One of the most popular and potentially challenging cross country ski areas in the city, the trails of Hillside Park loop through the mountain foothills between Service High School and Chugach State Park. These wooded, hilly trails cover more than 25 kilometers of grooming, ranging from the potentially strenuous Spencer Loop with the city’s biggest climb to mild Randy’s Loop close to the stadium by the school. These trails include just about every kind of terrain, with about 8 kilometers of trails lighted for night skiing and a 5.5 kilometer multi-use corridor connected into an extensive cross-city travel route.
All are welcome
Novice skiers can check out the stadium by the high school with immediate links to a gentle lighted loop through the woods. The flat gas line corridor running north from Hilltop parking is a great warm-up zone and a favorite crossroads for bikers, dog walkers, hikers and skiers en route to and from many destinations. (Both trailheads can be jumping off points for touring into Far North Bicentennial Park and Chugach State Park.)
The two main lighted loops—Hillside and Besh—form a rough “figure 8” between the high school and the gas line/Hilltop area. The Besh features easy grades and a long, fun descent. Hillside is also welcoming to beginners, but does traverse two short but stiff hills in an open area that burned a few decades ago.
Adventures in the forest
There are myriad side trails to explore. Check out the giant glacier erratic tucked into the woods north of the Hillside lighted loop about halfway through the descent toward the burn area and Conversation Corner. Or experience a quiet jaunt along the classic-only Ridge and Richter trails as they loop through dense forest on the edge of a vast tract of untouched land.
For steep drops and sharp turns, ski the quick-but-intense Double Bubble near the Hilltop parking and gasline. Like it? Double Bubble is the preamble to what can be the city’s more formidable X-C workout: the Spencer Loop.
One of the toughest courses in the world
Avid skiers love this six-kilometer system above the gasline corridor for its sustained climbs and long, swift descents. When the 50-kilometer national championship race included seven laps over this course in 2014, it was reported as the third toughest ski marathon in the world that season.
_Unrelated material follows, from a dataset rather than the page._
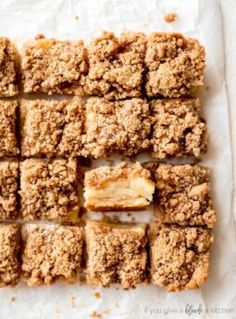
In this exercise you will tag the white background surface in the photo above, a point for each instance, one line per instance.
(228, 9)
(21, 20)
The most intense segment climbs about 250 feet in less than a kilometer, climaxed by an aptly named ramp nicknamed “Wall Street.”
But don’t be put off. Plenty of new and recreational skiers enjoy Spencer. It is as popular among touring families as it is among competitive racers. Just take your time, with ample rest to enjoy the view of the Anchorage downtown, gleaming like a toy city on dusky winter afternoons.
Another reason to check out Hillside: The snow can be different
Located from about 350 feet to 810 feet in elevation, Hillside often experiences different weather and snow quality than ski areas closer to sea level, especially Kincaid. When lowland skiing gets glazed or too shallow from Anchorage’s fickle weather, for instance, Hillside’s snow often stays colder and more stable, remaining well within winter’s shadow. (It can go the other way too.) In any case, many serious Anchorage skiers compare conditions at Kincaid and Hillside before heading out for their daily ski workout.